Les futurs champions de la medtech wallonne vont aller réseauter en Flandre

©STEPHAN KNECHT

Les futures pépites de la medtech wallonne vont pouvoir aller s’inspirer de la réussite des champions du nord du pays. MedTech Wallonia, le point de contact de l’incubateur wallon WSL pour la filière des équipements médicaux, et MedTech Flanders, le réseau flamand de développement des start-ups évoluant dans le même segment, ont en effet décidé d’unir leurs efforts. Les deux structures lancent un programme national commun d’accélération visant à favoriser en Flandre et en Wallonie l’émergence d’innovations et le développement de projets liés aux technologies médicales.

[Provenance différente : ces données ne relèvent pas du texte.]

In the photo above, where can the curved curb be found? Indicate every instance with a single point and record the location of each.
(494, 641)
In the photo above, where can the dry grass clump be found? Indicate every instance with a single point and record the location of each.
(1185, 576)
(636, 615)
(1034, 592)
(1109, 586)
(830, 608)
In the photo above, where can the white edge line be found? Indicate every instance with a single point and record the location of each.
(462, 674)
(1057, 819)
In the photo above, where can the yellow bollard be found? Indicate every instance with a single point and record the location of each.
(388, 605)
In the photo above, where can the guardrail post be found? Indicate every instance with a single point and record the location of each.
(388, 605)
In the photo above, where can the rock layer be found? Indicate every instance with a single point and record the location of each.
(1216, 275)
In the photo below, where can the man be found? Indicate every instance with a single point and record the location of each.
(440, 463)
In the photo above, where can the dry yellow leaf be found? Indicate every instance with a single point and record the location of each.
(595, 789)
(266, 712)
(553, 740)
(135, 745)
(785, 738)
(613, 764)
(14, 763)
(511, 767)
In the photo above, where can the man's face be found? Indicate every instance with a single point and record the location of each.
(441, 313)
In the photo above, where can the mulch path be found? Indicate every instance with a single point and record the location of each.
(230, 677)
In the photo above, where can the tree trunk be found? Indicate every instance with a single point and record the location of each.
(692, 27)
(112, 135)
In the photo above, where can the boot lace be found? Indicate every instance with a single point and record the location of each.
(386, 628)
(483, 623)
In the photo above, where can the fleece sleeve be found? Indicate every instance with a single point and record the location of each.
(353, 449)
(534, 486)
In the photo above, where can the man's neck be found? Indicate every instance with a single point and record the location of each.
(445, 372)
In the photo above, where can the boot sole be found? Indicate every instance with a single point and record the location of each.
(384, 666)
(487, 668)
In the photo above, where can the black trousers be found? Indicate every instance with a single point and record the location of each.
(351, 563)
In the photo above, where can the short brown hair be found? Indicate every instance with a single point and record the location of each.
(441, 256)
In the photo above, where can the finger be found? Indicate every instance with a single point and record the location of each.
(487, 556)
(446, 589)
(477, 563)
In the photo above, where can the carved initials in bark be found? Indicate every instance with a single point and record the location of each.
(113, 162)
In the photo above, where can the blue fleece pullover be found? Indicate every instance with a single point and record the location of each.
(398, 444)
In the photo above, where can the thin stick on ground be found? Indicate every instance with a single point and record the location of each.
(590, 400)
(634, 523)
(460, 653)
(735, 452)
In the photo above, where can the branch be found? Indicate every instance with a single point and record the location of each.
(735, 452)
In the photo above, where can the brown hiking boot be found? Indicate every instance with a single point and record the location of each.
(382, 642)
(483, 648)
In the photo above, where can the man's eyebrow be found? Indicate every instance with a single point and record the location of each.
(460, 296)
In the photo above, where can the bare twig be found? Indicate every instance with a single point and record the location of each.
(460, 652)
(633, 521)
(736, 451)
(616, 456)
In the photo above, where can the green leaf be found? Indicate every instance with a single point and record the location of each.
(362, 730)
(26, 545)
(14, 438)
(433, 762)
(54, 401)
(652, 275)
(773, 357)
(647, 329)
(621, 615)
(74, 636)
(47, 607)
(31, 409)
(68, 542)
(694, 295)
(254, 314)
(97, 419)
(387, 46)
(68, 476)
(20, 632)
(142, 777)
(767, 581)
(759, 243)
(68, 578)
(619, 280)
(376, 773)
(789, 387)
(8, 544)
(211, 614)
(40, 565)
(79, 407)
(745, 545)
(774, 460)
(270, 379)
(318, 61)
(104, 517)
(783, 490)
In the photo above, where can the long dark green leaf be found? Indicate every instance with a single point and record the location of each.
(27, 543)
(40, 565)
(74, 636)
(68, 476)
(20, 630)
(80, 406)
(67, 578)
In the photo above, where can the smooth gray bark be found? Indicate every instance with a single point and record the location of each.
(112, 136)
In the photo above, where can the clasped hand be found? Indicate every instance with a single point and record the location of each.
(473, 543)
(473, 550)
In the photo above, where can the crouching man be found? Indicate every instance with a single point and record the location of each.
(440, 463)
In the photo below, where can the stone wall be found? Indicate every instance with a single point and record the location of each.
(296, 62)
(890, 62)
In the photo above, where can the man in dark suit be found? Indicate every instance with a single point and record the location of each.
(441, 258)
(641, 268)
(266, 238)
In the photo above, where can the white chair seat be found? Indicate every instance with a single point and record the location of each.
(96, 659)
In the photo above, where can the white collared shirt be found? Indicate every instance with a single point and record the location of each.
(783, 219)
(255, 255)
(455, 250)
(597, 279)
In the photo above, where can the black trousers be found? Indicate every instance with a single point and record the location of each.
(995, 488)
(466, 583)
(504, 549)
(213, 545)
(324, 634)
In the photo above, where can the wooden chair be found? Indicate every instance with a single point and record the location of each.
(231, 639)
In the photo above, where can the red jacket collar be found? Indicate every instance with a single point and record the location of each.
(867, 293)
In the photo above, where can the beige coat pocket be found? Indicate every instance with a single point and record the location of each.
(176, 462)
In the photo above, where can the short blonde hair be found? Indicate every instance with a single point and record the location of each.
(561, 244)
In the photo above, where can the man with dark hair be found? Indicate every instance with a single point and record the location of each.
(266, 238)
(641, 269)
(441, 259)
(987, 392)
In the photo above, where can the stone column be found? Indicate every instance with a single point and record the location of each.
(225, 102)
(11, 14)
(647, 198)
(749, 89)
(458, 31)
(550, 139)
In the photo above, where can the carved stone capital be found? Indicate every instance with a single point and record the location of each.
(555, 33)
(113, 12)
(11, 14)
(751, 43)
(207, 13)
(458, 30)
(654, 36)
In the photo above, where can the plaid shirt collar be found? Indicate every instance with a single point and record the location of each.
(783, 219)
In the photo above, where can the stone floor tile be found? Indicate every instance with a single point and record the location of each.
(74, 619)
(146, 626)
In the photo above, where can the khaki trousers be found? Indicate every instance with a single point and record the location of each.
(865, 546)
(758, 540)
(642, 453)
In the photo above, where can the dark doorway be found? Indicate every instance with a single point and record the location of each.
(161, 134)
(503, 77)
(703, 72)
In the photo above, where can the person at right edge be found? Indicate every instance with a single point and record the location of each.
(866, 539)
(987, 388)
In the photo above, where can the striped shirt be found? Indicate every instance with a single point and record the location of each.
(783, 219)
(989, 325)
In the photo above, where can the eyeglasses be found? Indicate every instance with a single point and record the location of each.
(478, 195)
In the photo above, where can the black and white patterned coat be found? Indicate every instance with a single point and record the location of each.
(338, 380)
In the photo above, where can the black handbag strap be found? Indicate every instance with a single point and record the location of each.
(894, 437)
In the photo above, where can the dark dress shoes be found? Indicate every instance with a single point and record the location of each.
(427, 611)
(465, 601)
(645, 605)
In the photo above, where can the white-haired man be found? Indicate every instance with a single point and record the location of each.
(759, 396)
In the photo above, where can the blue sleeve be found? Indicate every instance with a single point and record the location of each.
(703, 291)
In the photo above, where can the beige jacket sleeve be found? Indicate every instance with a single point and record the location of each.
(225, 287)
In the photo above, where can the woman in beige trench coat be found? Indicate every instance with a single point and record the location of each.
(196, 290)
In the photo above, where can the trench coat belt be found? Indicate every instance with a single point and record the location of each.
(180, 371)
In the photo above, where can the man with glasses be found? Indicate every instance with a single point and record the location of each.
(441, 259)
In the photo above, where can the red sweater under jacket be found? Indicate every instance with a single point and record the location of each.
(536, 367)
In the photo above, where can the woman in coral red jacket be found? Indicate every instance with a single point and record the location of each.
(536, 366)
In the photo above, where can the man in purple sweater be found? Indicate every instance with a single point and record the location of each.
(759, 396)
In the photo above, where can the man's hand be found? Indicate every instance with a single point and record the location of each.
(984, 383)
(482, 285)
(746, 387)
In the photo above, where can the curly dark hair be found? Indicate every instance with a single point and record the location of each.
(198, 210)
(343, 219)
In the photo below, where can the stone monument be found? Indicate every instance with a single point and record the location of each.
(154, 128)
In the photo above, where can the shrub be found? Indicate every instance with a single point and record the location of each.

Appelé "The Belgian MedTech Booster", ce projet belgo-belge est une initiative conjointe destinée aux entrepreneurs du nord et du sud du pays qui permettra de créer des réseaux d’opportunités et de développements conjoints. Il s’adresse à des start-ups et des spin-offs, qui pourront rencontrer de concert les acteurs de terrains ainsi que des investisseurs privés et publics en Flandre et en Wallonie.

Concrètement, il s’agira d’un programme de plusieurs mois qui sera réparti en douze journées de formation commune des deux côtés de la frontière linguistique. Ces journées seront complétées par des séances de coaching personnel et par des sessions de networking en Flandre et en Wallonie, notamment auprès d’investisseurs publics et privés.

"Dans le medtech, il y a la réglementation, la certification, toute une série de contraintes qui sont très typiques de ce genre de start-ups. On focalise là-dessus", explique Agnès Flémal, la directrice de WSL, l’incubateur wallon des sciences de l’ingénieur.

"On sent qu’il y a une vraie demande et on essaie de faire avancer les choses. Mais il faut une masse critique pour cela, poursuit-elle. Chacun apporte ce qu’il a. Le programme se déroulera partout en Belgique, en anglais. Cela permettra de réseauter à un niveau important, pour éviter de travailler toujours avec les mêmes, au niveau de la Wallonie ou même de Liège ou de Charleroi."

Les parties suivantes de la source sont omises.